The National Civic League recognizes ten communities each year for exceptional civic accomplishments. To win, each community must demonstrate civic engagement, innovation, inclusiveness and collaboration by describing effective efforts to address pressing local challenges. The finalist cities traveled to Denver to make presentations before a jury panel to demonstrate why their community deserved the All-America City designation. The presentations from each city included skits, music, impassioned speeches and testimonials from community members.
This is the first year the City of Mission applied for the award, and they were named a top 20 finalist. Their theme was: Mission Possible, a play off the American action spy films starring Tom Cruise. Part of Mission’s skit included Cristina Garza, the Director of Social Impact at the Mission Economic Development Corporation. Garza dressed up as “Ruby the Grapefruit,” the Mission Chamber of Commerce’s celebrated mascot.
“As soon as I saw the costume, I knew I wanted that to be my role,” Garza said. “I got the job by simply telling people individually that I was going to be the grapefruit, that it was decided. No one contested it or even questioned my assertion. Success is about creating opportunities for oneself.”
For this year’s award, the National Civic League placed an emphasis on creating healthy communities through inclusive civic engagement. Mission’s presentation highlighted the city’s pet adoption program — Mission Pawsible, the expansion of the local food pantry and the addition of outdoor food blessing boxes for families in need after closing hours, along with their tennis program for the visually impaired. The honor came at a time of deep sadness for the city following the death of a Mission police officer.
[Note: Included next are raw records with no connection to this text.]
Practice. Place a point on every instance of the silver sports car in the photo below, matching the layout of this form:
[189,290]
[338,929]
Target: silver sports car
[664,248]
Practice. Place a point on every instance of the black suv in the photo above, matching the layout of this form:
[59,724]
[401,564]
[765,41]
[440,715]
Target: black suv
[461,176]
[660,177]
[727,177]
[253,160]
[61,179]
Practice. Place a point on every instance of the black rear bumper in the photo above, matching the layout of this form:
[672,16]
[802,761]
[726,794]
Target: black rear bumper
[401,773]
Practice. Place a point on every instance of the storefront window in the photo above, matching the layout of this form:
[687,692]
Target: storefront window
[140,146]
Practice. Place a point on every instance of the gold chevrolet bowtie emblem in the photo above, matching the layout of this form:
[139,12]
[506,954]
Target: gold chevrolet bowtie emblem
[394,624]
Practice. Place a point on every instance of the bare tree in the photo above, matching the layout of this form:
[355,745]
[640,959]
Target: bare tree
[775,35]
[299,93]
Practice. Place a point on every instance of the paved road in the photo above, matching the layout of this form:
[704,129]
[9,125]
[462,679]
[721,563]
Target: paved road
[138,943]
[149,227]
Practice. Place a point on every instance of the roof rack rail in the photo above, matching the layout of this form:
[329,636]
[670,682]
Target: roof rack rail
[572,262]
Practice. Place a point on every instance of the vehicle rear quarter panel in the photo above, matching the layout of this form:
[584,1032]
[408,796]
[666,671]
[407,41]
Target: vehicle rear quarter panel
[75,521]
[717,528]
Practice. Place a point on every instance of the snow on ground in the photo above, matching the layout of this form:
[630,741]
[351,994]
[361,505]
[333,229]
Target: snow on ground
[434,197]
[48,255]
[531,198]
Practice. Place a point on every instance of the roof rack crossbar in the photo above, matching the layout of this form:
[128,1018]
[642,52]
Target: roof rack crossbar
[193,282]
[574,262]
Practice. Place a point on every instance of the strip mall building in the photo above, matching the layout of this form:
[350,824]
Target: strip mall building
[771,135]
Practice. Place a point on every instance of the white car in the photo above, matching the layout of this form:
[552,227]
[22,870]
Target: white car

“A lot of people in the delegation didn't lose a city employee, they lost their personal friend. For many, it was hard to stay focused when their hearts were back in Mission, but their commitment to the competition mirrored their commitment to the city,” Garza said. “More than ever, the delegation wanted to show a united front and to share with everyone the closeness of our community in the face of adversity and pain. The delegation made sure to publicly uphold and celebrate the worth of the community Corporal Espericueta lived to protect and serve.”
Cpl. Jose Luis “Speedy” Espericueta was killed responding to a call of an armed man. The ensuing exchange of gunfire between the suspect and the responding officers resulted in the deaths of both Espericueta and the suspect.
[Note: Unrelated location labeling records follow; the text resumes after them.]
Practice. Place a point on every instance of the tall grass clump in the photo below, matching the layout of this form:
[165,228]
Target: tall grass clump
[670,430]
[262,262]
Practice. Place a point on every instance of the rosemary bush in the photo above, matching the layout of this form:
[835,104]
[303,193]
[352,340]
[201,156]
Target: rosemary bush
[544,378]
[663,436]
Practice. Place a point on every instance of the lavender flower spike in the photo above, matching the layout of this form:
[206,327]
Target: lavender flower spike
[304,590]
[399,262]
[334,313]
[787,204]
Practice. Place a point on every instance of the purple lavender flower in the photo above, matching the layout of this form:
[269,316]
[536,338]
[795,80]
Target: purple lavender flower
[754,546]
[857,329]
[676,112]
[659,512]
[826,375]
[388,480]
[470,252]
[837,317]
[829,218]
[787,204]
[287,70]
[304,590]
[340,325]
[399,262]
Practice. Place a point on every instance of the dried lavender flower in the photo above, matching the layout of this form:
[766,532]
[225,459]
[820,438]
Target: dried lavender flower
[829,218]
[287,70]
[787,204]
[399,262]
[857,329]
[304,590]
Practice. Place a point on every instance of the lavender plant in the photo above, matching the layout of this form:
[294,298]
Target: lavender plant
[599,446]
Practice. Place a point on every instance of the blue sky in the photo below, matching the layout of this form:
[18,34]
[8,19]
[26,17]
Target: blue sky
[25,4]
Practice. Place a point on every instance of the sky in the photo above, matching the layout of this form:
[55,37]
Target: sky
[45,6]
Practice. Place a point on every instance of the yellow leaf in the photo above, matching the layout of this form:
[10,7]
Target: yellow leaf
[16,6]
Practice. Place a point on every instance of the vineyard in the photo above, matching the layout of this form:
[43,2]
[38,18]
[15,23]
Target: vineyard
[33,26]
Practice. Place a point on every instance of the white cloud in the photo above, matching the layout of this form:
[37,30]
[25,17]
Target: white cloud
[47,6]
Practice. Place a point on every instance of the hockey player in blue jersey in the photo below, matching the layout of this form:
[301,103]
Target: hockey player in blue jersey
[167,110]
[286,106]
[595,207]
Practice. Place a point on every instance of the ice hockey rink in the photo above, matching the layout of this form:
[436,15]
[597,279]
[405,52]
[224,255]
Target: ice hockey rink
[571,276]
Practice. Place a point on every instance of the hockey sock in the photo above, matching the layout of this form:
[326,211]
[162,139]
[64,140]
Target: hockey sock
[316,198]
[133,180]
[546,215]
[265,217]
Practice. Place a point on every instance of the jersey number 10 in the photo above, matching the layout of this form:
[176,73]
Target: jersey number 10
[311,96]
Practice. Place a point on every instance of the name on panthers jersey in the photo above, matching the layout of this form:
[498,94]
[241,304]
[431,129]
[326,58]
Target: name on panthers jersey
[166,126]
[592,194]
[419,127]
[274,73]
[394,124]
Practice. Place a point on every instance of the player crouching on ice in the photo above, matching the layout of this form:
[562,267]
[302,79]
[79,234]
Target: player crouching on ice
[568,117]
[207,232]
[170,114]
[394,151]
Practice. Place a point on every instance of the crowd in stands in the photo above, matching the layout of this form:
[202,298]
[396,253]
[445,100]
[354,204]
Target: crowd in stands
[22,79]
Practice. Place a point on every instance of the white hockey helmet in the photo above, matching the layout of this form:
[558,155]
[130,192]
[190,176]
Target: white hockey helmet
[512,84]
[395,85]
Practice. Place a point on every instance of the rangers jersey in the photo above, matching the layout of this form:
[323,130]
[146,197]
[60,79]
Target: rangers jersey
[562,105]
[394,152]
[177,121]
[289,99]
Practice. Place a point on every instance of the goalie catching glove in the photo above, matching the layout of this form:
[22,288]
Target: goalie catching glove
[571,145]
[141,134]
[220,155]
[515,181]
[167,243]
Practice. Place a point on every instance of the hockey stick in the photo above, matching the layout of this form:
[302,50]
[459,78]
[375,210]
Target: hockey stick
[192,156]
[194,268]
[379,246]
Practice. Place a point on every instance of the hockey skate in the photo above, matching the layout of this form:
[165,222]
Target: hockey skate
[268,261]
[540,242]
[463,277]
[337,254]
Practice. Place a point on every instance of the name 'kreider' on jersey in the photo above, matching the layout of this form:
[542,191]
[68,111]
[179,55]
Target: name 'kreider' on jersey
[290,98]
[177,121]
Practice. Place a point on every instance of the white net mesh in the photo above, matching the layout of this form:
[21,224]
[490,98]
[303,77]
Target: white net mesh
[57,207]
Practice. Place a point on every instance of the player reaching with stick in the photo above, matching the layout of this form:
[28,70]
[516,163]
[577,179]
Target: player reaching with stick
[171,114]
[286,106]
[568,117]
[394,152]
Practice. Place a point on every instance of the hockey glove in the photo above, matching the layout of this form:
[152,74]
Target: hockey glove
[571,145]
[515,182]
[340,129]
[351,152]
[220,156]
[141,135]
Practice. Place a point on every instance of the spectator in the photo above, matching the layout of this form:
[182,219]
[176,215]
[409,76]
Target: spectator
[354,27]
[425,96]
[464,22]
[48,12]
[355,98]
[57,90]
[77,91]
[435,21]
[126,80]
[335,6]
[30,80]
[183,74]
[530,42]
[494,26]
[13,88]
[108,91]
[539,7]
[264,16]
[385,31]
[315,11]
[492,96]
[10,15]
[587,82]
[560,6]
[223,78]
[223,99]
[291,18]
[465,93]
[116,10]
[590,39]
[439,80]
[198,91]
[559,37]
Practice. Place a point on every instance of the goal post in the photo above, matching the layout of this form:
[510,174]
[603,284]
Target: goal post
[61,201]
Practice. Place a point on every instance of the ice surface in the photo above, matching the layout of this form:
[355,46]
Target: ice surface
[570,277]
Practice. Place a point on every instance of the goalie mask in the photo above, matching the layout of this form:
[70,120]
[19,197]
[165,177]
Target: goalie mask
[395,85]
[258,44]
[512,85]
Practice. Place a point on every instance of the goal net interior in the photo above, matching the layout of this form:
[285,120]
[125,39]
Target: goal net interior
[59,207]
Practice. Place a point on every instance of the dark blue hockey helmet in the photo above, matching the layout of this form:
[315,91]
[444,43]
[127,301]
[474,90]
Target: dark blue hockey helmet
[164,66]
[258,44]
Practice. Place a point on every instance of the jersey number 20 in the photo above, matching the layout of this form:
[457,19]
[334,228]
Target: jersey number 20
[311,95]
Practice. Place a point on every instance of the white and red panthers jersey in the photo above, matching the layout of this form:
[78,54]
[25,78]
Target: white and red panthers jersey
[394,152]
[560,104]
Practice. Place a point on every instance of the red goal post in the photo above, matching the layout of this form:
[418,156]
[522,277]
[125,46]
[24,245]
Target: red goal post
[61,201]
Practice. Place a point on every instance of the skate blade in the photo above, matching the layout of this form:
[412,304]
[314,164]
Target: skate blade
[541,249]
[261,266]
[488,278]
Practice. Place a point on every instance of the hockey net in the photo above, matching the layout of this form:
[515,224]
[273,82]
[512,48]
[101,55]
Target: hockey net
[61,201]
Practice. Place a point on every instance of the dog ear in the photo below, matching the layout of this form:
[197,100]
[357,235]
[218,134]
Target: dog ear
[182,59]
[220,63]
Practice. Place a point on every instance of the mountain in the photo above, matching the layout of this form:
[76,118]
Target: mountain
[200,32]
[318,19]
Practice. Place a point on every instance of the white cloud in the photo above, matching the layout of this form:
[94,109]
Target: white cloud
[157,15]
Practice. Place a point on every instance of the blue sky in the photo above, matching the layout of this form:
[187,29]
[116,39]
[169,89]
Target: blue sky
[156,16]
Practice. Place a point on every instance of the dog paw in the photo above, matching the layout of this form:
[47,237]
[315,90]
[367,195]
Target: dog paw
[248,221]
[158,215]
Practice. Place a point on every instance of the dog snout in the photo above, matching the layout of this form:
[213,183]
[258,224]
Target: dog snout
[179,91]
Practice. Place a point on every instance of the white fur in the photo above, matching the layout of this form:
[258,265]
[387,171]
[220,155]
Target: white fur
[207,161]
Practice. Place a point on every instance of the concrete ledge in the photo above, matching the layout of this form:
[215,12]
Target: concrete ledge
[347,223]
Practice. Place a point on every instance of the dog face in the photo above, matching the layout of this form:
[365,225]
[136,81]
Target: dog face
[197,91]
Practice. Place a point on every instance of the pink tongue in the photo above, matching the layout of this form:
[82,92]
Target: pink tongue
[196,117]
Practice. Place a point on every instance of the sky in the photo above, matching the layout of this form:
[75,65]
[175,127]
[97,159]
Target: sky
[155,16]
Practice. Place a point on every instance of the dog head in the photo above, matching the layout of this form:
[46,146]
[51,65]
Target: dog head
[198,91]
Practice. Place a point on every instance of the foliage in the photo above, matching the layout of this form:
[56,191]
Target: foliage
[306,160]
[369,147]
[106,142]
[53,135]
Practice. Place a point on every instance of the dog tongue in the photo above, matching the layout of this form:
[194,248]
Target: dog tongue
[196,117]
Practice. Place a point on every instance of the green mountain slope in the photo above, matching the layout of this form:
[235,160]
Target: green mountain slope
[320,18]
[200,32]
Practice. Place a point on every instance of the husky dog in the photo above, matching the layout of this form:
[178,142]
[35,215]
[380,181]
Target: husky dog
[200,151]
“Our Mission delegation worked tremendously hard for this award. We arrived in Denver only to deal with the devastating news of the loss of our Mission police officer,” City Manager Randy Perez said. “I boarded a plane early the next morning and left even though I was part of the presentation. It was heartbreaking for our community. Our delegation rallied and they represented the best Mission has to offer and proved what a wonderful place Mission is to live, in memory of Speedy.”
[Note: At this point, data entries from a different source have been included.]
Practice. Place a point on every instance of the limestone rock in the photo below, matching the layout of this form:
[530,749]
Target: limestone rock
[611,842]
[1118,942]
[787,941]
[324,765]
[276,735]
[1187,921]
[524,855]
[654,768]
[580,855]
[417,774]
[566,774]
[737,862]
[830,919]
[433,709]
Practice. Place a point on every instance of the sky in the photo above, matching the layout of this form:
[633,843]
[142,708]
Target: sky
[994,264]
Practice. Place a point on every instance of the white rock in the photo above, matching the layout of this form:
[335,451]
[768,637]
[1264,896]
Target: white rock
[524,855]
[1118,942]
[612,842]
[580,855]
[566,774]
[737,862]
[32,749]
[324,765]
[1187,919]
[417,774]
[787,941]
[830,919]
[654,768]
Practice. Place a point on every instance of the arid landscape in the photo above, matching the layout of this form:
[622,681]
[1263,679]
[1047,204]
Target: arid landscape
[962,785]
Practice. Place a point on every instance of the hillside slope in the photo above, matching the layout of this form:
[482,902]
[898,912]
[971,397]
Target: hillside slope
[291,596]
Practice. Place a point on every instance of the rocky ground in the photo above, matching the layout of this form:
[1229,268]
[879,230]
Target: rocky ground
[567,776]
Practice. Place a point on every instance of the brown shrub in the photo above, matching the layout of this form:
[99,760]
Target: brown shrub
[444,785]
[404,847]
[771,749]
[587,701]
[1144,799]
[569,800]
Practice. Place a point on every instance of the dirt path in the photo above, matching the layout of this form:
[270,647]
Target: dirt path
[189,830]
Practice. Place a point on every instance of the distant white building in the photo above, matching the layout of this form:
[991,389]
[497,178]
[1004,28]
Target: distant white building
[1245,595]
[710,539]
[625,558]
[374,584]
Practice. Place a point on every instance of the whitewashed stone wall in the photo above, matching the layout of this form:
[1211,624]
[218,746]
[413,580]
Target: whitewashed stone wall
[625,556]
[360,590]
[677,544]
The All-America City Award shines a spotlight on the incredible work taking place in communities across the country. The city dedicated its award to Espericueta.
“We did this for Speedy. Our community came together and honored his memory with this historic win,” Mayor O’Caña said. “We lost our friend and hero in the line of duty as he was protecting our community. The way our city responded with heart and soul shows why we are an All-America City.”
It was an anxious awards presentation for the Mission delegation of 27. Mission was the last city announced as a winner. Garza said the nationwide recognition was well earned.
“Mission won because our values can be measured in the quantity and quality of programs that engage our residents. We had a very strong application that highlighted our inclusive community programs, a great presentation coordinated by Roxanne Lerma and Aida Lerma, and an unmatched delegation of committed Mission residents that passionately represented our city.”
The City of Mission – where anything and everything is possible!